Congregations operate almost exclusively from the position of wanting to serve. We organize ourselves around this understanding, establish practices to enhance this understanding, and speak openly about the ways in which we serve our communities. Serving our neighborhoods is often at the heart of our missional self-understanding. Our theological perspective bears this out; our understanding and view of scripture justifies this starting point. We speak of Jesus entering the world to serve the world, even to the point of dying for us. We, in turn, understand our role—our identity—in a similar fashion. We exist to serve the world, and in so doing hope to reveal Christ through our service. We are much more articulate about the nature of our theological identity than we are about the nature of our relationships within our neighborhoods.
Missional self-understanding is then the starting point for the development of our deliberate, missional relationships with our neighbors. We ask who in our context needs help, who is hurting, who needs to be served? The answers to these questions are largely the basis for launching into relationships—relationships that allow our congregations to serve. We seek out the poor, the hungry, the homeless, and the disadvantaged. We support, supply, and partner with agencies and institutions in our communities that share their concern for the needy people in our neighborhoods and communities. We do what we need to do in order to serve those who need our help.
As good-hearted as this orientation of service is, it is extremely limited. Starting with a service-oriented missional self-understanding requires that congregations attempt to acquire the resources necessary to serve. If they serve the poor, they must have financial resources to accomplish this. If they serve the hungry, they must have excess food to share. If they serve the spiritually searching, they must have their theological resources ready to articulate (at least by rostered staff). Consistent with and informed by an American cultural context of self-sufficiency and consumerism, the beginning point for all the relationships within the neighborhood is almost always the congregation’s acquisition of resources. They feel a need to make sure there is at least enough to sustain themselves and those they seek to serve. Serving requires the acquisition of resources with which to serve.
This starting place of serving has noble attributes, but is limited. One of the theological foundations for this research is the perichoretic Trinity, a God in three persons whose very identity is derived from mutual self-giving. Authentic relationship, as the Triune God reveals, is not defined in service only, but through reciprocity. One must not only serve, but be served.
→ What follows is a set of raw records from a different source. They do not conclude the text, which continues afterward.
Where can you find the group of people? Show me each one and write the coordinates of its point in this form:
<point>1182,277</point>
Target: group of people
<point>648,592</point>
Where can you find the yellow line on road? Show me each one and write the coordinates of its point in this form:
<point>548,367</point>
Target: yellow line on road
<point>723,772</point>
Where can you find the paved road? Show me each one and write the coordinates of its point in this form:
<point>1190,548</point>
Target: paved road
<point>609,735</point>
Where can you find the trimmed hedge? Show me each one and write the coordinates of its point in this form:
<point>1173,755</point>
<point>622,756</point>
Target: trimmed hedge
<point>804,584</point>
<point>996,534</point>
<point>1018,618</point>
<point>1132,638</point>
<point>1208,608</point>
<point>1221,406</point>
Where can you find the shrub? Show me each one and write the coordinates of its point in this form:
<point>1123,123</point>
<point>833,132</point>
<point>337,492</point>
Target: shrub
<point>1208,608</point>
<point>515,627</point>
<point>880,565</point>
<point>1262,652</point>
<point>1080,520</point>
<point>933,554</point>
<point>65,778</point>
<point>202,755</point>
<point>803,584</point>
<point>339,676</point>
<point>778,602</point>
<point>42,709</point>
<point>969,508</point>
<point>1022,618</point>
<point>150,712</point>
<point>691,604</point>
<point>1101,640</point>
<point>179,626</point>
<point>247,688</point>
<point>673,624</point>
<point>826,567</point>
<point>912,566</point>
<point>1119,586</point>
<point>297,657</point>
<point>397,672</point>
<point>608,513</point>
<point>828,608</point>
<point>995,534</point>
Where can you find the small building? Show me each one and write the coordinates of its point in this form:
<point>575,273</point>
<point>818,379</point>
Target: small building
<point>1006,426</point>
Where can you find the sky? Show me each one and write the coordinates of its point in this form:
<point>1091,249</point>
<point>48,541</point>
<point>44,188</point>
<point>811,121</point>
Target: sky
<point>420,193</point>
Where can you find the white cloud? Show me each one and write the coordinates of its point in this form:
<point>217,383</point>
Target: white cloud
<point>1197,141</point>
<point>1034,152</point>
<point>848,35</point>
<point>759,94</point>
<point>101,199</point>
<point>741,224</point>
To serve only is to enter into relationships from a position of power, rather than mutuality and reciprocity.
Rather than trying only to serve the community, congregations need to consider how they can embrace reciprocity in their relationships with the culture, rather than merely endure it. The church can serve the culture from a position of power, but at the same time must be served by the culture in a position of vulnerability and need. This reciprocal view of the church-culture relationship runs counter to the cultural preference for dominance, a view that congregations who seek only service-oriented relationships exhibit.
Jesus models this reciprocal relationship with his culture by serving and by being served. Anthony Gittins points this out, “For Jesus, the solution to the problem of hierarchy and dominance was to be both master and servant, both one up and one down, both host and guest, both stranger and host.” Several biblical stories reveal Jesus welcoming—even requesting—service from those around him. The woman who anointed Jesus with the expensive ointment of pure nard (Mark 14:3-9), the boy who offers his lunch of fish and loaves (Mat 14:15-21), and Jesus’ request that his three closest disciples stay awake with him during his most difficult hour at Gethsemane (Mat 26:36-45) exemplify this.
In short, seeking only to serve is a limited perspective on mission. The relationships that develop from this perspective within the broader community will be necessarily limited as well. A missional self-understanding that emphasizes only one side of a reciprocal relationship is a less than complete missional perspective. Congregations which understand themselves primarily as serving agents are approaching their relationships within their neighborhoods from a desire for dominance, rather than an embrace of reciprocity. This supports their service-oriented missional self-understanding while inhibiting their relationships. These obstacles stand in the way of these congregations fully living out their God-given missional identity.
 Anthony J. Gittins, Ministry at the Margins: Strategy and Spirituality for Mission (Maryknoll, NY: Orbis Books, 2002), 147.